Bang the DRM Slowly
Crispy Gamer examines digital rights in PC games.
10/2/2008 7:12 PM | 0 Comments | Page 1 of 3
Blake Snow
Status: I think there's something weird about my status ...
Erich Remarque of Magnolia, Arkansas is pissed. After waiting three years to play
Spore, he's being treated more like a suspect than paying customer.
"[
Spore] incorporates a draconian [digital rights management (DRM)] system that requires you to activate over the internet, and limits you to a grand total of 3 activations," he writes in his glaringly critical review of the game on
Amazon.com. "If you reach that limit, then you'll have to call EA in order to add one extra activation. That's not as simple as it sounds, since when you reach that point EA will assume that you, the paying customer, are a filthy pirating thief."
Emotion may have got the best of Remarque, but he has reason to be upset over
Spore's limited use policy, which is extreme. And he's not the only one who thinks so. At the time of writing, 85 percent of 3,000 user reviews on Amazon.com have given
Spore a one-star (out of five) rating, almost all of them slamming the strict digital rights management employed by Electronic Arts.
Spore is pretty strict when it comes to procreation.

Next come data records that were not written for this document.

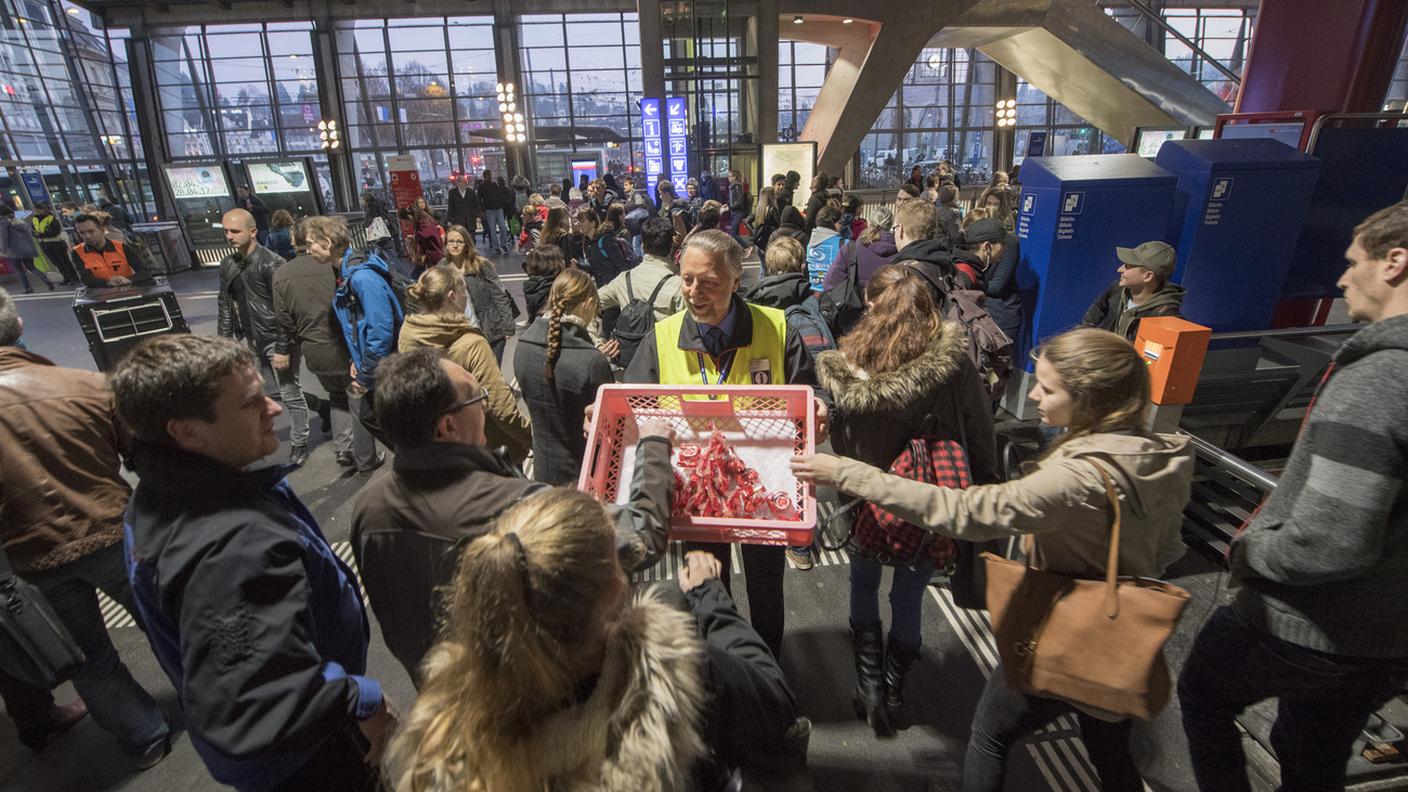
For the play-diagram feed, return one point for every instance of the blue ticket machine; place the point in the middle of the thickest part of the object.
(1072, 216)
(1236, 219)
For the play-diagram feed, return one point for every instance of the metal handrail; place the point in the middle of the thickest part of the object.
(1158, 19)
(1287, 333)
(1242, 469)
(1320, 123)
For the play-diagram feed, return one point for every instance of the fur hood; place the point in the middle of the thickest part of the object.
(856, 391)
(641, 726)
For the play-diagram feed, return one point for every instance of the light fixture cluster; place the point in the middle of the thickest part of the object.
(514, 127)
(328, 134)
(1006, 112)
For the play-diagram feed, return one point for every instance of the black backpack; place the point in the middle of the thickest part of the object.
(842, 305)
(637, 320)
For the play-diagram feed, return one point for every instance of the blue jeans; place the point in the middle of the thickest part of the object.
(1004, 716)
(906, 598)
(497, 226)
(1324, 703)
(117, 702)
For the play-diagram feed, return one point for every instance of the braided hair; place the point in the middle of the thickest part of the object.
(572, 293)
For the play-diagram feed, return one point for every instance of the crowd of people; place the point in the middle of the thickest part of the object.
(507, 598)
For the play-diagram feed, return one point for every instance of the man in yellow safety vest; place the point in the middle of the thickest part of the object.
(721, 340)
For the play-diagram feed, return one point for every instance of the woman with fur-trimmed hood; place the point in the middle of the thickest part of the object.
(551, 677)
(903, 372)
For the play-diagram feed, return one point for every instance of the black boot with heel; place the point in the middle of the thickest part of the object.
(869, 696)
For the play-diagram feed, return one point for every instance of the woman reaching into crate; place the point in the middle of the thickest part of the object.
(552, 677)
(900, 375)
(1094, 385)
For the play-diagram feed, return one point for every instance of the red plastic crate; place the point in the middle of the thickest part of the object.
(765, 423)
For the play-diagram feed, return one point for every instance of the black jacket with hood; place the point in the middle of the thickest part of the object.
(409, 526)
(780, 291)
(247, 299)
(1113, 312)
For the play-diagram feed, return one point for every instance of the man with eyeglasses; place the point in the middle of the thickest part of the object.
(445, 488)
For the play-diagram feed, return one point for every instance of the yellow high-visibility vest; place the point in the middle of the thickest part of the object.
(761, 362)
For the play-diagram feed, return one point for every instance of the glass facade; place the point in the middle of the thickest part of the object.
(582, 88)
(425, 86)
(421, 86)
(66, 106)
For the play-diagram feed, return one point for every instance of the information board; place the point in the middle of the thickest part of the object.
(196, 182)
(677, 133)
(651, 128)
(278, 178)
(783, 157)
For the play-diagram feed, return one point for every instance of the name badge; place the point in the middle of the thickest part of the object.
(761, 371)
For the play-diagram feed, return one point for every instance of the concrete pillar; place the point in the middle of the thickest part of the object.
(1307, 57)
(330, 97)
(870, 64)
(766, 27)
(148, 119)
(652, 50)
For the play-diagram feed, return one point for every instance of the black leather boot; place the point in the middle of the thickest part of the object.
(899, 660)
(869, 698)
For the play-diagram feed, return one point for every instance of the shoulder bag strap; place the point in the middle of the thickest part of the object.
(1113, 562)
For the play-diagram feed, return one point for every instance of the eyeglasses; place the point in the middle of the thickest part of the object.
(480, 396)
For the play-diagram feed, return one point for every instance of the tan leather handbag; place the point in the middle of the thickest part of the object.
(1093, 643)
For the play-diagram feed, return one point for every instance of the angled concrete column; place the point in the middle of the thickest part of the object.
(870, 62)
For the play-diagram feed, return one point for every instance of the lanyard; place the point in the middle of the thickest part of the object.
(724, 368)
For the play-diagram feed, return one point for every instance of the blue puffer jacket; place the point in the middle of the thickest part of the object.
(368, 310)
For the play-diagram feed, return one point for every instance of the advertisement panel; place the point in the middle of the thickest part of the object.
(800, 157)
(278, 178)
(196, 181)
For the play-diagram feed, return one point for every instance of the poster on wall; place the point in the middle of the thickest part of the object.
(784, 157)
(406, 185)
(278, 178)
(197, 182)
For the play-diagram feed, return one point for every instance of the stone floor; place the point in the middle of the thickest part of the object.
(944, 688)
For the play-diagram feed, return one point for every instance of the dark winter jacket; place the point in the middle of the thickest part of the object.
(368, 312)
(949, 224)
(410, 524)
(535, 292)
(868, 257)
(935, 395)
(247, 299)
(780, 291)
(303, 292)
(255, 620)
(1003, 302)
(61, 489)
(493, 305)
(793, 224)
(556, 407)
(463, 209)
(1113, 310)
(490, 196)
(932, 261)
(1325, 558)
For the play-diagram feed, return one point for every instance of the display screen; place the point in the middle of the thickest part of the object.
(1149, 141)
(197, 181)
(1287, 133)
(278, 178)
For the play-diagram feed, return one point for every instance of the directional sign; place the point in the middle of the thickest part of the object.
(654, 145)
(676, 110)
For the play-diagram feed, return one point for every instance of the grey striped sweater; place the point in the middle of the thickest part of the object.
(1325, 562)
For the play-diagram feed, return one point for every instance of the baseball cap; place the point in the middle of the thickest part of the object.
(1155, 257)
(984, 230)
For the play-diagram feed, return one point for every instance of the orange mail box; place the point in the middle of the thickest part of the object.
(1173, 348)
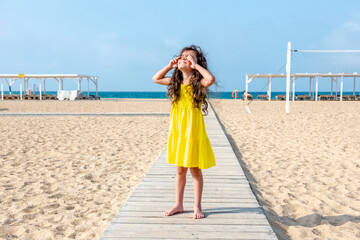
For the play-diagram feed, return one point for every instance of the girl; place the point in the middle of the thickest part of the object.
(188, 143)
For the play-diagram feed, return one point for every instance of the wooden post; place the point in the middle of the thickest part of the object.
(316, 87)
(2, 89)
(288, 69)
(40, 89)
(294, 78)
(269, 88)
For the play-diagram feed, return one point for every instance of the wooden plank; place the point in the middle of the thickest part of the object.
(169, 234)
(243, 213)
(133, 225)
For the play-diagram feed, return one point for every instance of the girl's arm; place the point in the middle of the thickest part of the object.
(208, 79)
(160, 78)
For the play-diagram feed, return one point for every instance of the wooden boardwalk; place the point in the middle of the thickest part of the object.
(231, 210)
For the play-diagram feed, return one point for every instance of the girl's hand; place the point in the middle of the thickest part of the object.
(192, 61)
(173, 63)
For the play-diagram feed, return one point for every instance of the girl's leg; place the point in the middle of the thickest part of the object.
(179, 189)
(198, 188)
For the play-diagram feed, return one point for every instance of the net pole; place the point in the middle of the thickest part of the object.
(341, 87)
(246, 86)
(316, 88)
(288, 63)
(354, 85)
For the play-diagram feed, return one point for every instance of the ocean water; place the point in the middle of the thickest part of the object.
(162, 95)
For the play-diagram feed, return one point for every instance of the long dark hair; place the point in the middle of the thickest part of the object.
(199, 98)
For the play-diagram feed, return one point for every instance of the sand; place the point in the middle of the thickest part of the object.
(66, 177)
(304, 167)
(104, 105)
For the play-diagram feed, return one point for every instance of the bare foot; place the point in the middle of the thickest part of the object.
(176, 209)
(198, 213)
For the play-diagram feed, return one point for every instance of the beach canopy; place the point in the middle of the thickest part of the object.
(24, 81)
(312, 77)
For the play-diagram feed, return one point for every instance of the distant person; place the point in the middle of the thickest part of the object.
(249, 96)
(188, 143)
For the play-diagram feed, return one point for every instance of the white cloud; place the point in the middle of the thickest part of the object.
(347, 36)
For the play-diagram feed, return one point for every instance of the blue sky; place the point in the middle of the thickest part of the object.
(126, 42)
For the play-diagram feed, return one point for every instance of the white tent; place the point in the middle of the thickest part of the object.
(312, 76)
(24, 81)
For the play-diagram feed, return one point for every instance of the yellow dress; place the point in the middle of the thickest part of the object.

The livid response was enough to force a quick change of heart from EA, however. DRM is still present in
Spore, but EA has increased the number of possible activations from three to five, added activation transfers that allow users to "de-authorize" an existing activation and transfer it to another computer, and promised more leniency in extending additional activations by phone should the need arise.
Will the
Spore uproar make publishers think twice about using DRM in the future to deter piracy, or will DRM become business as usual for PC games?

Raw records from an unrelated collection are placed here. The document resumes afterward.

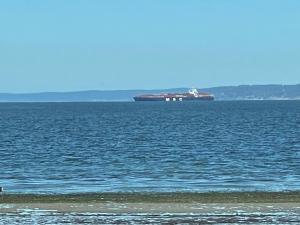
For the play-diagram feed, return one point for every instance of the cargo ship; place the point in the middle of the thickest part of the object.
(191, 95)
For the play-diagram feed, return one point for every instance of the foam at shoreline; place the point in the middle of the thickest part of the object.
(210, 197)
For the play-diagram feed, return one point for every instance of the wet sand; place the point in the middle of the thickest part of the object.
(210, 197)
(150, 208)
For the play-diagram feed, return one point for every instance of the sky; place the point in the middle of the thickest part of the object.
(71, 45)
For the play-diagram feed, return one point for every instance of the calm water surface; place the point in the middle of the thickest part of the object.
(157, 147)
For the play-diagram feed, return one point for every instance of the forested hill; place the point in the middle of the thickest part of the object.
(242, 92)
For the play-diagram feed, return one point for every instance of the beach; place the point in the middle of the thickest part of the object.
(145, 208)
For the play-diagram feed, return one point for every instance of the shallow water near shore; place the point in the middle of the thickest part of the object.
(150, 147)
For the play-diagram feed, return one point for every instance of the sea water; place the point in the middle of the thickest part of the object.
(150, 147)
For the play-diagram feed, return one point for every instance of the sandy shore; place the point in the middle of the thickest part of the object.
(205, 198)
(156, 208)
(152, 208)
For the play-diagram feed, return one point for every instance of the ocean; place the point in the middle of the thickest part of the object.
(221, 146)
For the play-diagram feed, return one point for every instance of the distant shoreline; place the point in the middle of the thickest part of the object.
(152, 197)
(241, 92)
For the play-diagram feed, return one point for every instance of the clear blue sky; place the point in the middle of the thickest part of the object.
(63, 45)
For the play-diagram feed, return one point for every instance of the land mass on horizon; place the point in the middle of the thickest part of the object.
(242, 92)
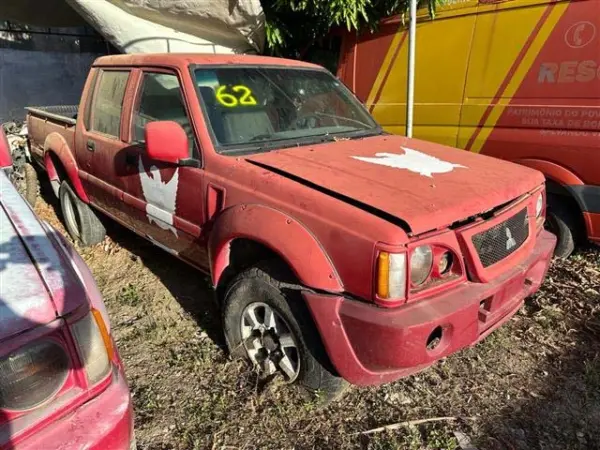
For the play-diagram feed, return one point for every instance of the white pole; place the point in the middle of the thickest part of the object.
(410, 100)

Since the dawn of copy machines
DRM is nothing new. Forms of copy protection have been used to thwart software piracy for decades, through more obtrusive methods than DRM.

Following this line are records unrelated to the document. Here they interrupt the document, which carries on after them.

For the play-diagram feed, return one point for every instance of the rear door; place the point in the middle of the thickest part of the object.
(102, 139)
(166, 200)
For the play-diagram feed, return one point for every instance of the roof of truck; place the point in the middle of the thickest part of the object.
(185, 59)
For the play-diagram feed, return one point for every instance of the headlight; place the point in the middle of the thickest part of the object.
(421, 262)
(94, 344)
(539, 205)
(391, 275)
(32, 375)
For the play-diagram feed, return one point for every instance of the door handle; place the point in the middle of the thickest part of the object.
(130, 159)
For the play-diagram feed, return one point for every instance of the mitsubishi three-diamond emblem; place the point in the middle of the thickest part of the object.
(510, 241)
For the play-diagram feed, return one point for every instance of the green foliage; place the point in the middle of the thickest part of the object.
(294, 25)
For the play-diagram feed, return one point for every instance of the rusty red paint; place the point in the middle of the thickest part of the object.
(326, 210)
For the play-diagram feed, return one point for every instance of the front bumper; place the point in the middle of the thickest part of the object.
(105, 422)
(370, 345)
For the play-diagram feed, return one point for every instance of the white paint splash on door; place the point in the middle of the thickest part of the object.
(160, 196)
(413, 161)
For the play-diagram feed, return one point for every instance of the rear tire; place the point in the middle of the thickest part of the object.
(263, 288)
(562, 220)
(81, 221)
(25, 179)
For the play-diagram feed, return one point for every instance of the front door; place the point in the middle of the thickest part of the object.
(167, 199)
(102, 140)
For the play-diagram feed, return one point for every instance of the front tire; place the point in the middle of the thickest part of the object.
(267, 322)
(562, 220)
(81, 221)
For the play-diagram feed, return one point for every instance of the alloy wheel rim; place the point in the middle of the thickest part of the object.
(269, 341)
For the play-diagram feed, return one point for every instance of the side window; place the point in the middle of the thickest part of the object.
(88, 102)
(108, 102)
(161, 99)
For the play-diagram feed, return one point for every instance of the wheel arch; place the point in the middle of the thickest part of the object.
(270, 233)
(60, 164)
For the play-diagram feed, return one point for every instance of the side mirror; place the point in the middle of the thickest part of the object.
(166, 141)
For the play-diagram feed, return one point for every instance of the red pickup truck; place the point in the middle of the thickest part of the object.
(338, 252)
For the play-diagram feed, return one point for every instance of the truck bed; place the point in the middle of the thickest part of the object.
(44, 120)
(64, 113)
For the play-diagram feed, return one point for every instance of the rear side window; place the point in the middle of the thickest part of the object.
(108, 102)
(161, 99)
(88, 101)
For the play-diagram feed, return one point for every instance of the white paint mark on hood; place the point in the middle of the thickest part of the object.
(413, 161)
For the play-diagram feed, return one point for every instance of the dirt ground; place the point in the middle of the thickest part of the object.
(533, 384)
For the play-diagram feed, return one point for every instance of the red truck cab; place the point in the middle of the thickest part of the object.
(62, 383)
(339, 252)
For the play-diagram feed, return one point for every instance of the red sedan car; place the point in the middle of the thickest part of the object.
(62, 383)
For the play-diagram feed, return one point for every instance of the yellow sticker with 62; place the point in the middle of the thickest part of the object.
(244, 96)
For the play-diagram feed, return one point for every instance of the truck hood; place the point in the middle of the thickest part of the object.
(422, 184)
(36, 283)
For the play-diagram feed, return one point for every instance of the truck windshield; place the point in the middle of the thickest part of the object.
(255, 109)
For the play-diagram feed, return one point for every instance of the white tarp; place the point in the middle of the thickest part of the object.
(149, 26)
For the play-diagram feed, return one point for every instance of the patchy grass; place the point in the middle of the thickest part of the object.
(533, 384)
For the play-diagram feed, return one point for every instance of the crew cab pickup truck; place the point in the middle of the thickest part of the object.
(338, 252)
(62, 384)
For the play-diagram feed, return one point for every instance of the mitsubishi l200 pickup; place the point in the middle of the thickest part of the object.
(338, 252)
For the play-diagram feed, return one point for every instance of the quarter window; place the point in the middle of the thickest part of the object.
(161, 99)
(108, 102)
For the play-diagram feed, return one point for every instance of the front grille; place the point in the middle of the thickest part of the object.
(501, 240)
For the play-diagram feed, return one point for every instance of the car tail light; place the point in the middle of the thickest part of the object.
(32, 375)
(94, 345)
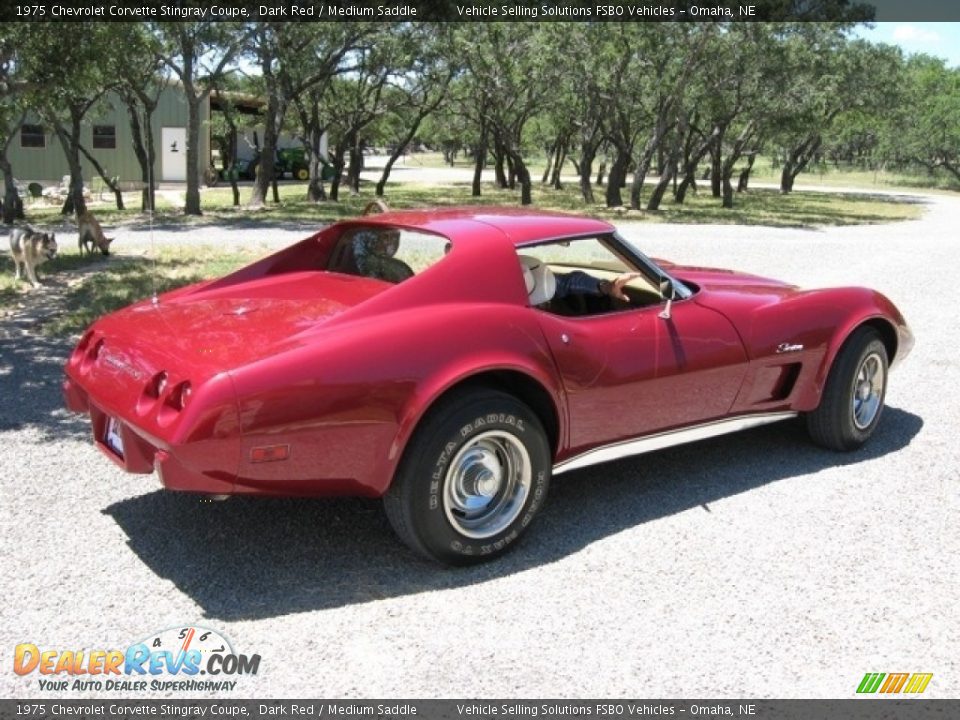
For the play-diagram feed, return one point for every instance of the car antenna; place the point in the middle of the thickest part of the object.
(151, 201)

In 1984, customers who purchased the seminal space trading game
Elite were presented with an on-screen code that was indecipherable without Lenslock, a small plastic lens included with retail copies of the game. Players held Lenslock against their monitors to read and enter the code, which verified their purchase and allowed them to continue playing. (Luckily for
Elite publisher Acornsoft, Amazon user reviews weren't yet invented.)

SecuROM affords maximum control over buyers.
Modern DRM techniques are subtler. The most prevalant technology used in PC games today is Sony's SecuROM, which discourages duplication by limiting the number of possible installations. Major licensees for SecuROM include EA (
Spore, select The Sims expansions,
Mass Effect,
Crysis Warhead and others) and Take-Two Interactive (
BioShock on the PC).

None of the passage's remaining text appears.